Beit Sahour, just next to Beit Lehem and Beit Jalla, is the legendary town that declared a tax rebellion during the first intifada and withstood the Israeli punishment for months. It is one of the centers of Palestinian civil society, issuing the call for Boycott, Divestment, Sanctions on Israel.
Last night I visited Beit Sahour, to speak in the AIC Center about the work of Israeli activists in response to that call. After the talk, we went on a night tour of the walls... Walls of Rachel's Tomb, Walls in front of the refugee camp A'ida, Walls along the Jewish roads in the valley, Walls around the Jewish settlement on the hill.
Scenes from the lost 48 villages shimmering on the Walls of the refugee camp in the car lights...

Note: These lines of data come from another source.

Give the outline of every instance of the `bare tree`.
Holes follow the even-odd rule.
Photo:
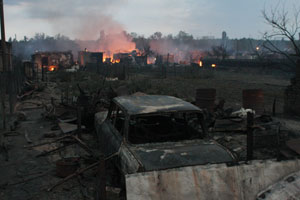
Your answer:
[[[211,52],[209,52],[209,55],[212,57],[221,58],[222,60],[229,56],[225,45],[213,46],[211,48]]]
[[[296,60],[300,59],[300,45],[299,40],[296,39],[300,30],[300,8],[294,8],[294,11],[289,13],[284,5],[278,3],[269,11],[264,9],[262,14],[265,22],[272,27],[271,32],[264,34],[263,47],[272,53],[283,55],[296,64]],[[276,45],[274,42],[276,38],[287,39],[292,51],[284,50]]]

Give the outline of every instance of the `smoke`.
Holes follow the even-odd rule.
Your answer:
[[[203,54],[203,51],[194,48],[192,44],[174,39],[151,40],[150,48],[155,54],[174,56],[177,63],[198,62]]]
[[[75,38],[81,49],[112,53],[135,49],[125,27],[112,15],[126,0],[30,0],[27,4],[31,18],[46,20],[53,32]]]

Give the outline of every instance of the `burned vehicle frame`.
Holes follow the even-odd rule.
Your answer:
[[[116,97],[106,115],[96,114],[96,129],[101,151],[116,155],[111,160],[121,175],[235,162],[206,139],[202,110],[176,97]]]

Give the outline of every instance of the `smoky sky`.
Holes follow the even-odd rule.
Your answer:
[[[278,2],[288,11],[300,7],[299,0],[4,0],[4,8],[7,35],[19,38],[44,32],[96,39],[101,30],[260,38],[269,28],[262,10]]]

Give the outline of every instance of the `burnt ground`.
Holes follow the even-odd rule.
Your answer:
[[[45,109],[42,104],[49,105],[53,97],[55,103],[59,104],[61,95],[68,93],[70,99],[79,94],[76,84],[88,92],[95,93],[101,89],[102,92],[109,92],[109,88],[126,88],[129,93],[144,92],[148,94],[173,95],[187,101],[195,100],[195,90],[197,88],[216,88],[217,98],[225,99],[225,107],[239,109],[242,105],[243,89],[263,89],[265,95],[265,109],[271,112],[273,100],[277,98],[277,116],[284,121],[290,129],[299,130],[299,118],[283,115],[284,89],[289,84],[288,78],[278,78],[278,76],[260,73],[240,73],[230,71],[213,71],[196,77],[168,77],[161,79],[145,74],[133,74],[126,81],[103,81],[103,78],[88,72],[78,72],[75,74],[52,74],[42,92],[35,92],[34,95],[19,102],[18,111],[26,113],[26,120],[18,121],[14,132],[9,132],[2,138],[8,150],[8,161],[6,161],[5,151],[0,153],[0,199],[93,199],[95,192],[95,170],[89,170],[81,176],[74,178],[51,192],[47,189],[58,181],[62,180],[56,176],[55,162],[63,157],[86,158],[87,153],[78,145],[69,146],[64,151],[51,154],[50,156],[36,157],[38,154],[61,146],[61,143],[54,145],[43,145],[36,148],[26,148],[25,146],[51,141],[54,138],[45,137],[45,133],[57,129],[57,121],[45,119]],[[109,96],[109,95],[107,95]],[[25,104],[24,102],[34,102]],[[25,131],[26,130],[26,131]],[[29,144],[24,137],[25,132],[32,141]],[[2,133],[2,135],[4,135]],[[59,137],[58,133],[56,137]],[[230,135],[234,137],[234,135]],[[27,138],[28,139],[28,138]],[[93,139],[92,132],[83,133],[83,140],[96,151],[97,144]],[[88,159],[80,161],[81,167],[87,166]],[[109,190],[108,199],[117,199],[118,190]]]
[[[41,153],[63,146],[64,143],[56,142],[27,148],[34,144],[52,141],[63,135],[60,131],[57,131],[57,121],[46,119],[45,109],[40,106],[41,103],[49,103],[51,97],[57,98],[57,95],[50,88],[46,88],[43,92],[37,92],[32,98],[20,102],[17,106],[18,113],[25,114],[26,120],[18,121],[14,131],[1,132],[2,142],[7,149],[8,157],[4,151],[1,151],[0,199],[94,199],[97,168],[67,181],[51,192],[47,191],[62,180],[62,178],[56,176],[55,163],[57,160],[79,157],[81,158],[79,162],[81,168],[95,162],[90,160],[88,153],[77,144],[68,146],[62,151],[40,157],[38,155],[41,155]],[[34,102],[35,104],[25,102]],[[11,120],[14,119],[11,118]],[[56,131],[53,131],[53,129]],[[55,138],[53,136],[51,138],[49,136],[45,137],[45,134],[49,134],[49,132],[56,133]],[[82,139],[92,149],[97,149],[93,133],[83,131]],[[107,189],[108,199],[115,199],[118,196],[118,191],[114,192],[113,188]],[[110,190],[113,192],[109,192]]]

Graffiti artists on the Apartheid Wall, giving meaning to unintelligeble constructions. Lights freely provided by watchtower guards and security torchlights... and the driver kept telling recent stories: about the man who burned down his own olive trees, to keep them from being stolen by the Israelis... about working as a driver while running for office... about Israeli prisons...
and I knew all that, but forgot - how could I have forgotten? how did I fall back into my Israeli matrix, working and arguing politics, as if Occupation is just a word to be debated, as if the Walls have crept their way into me.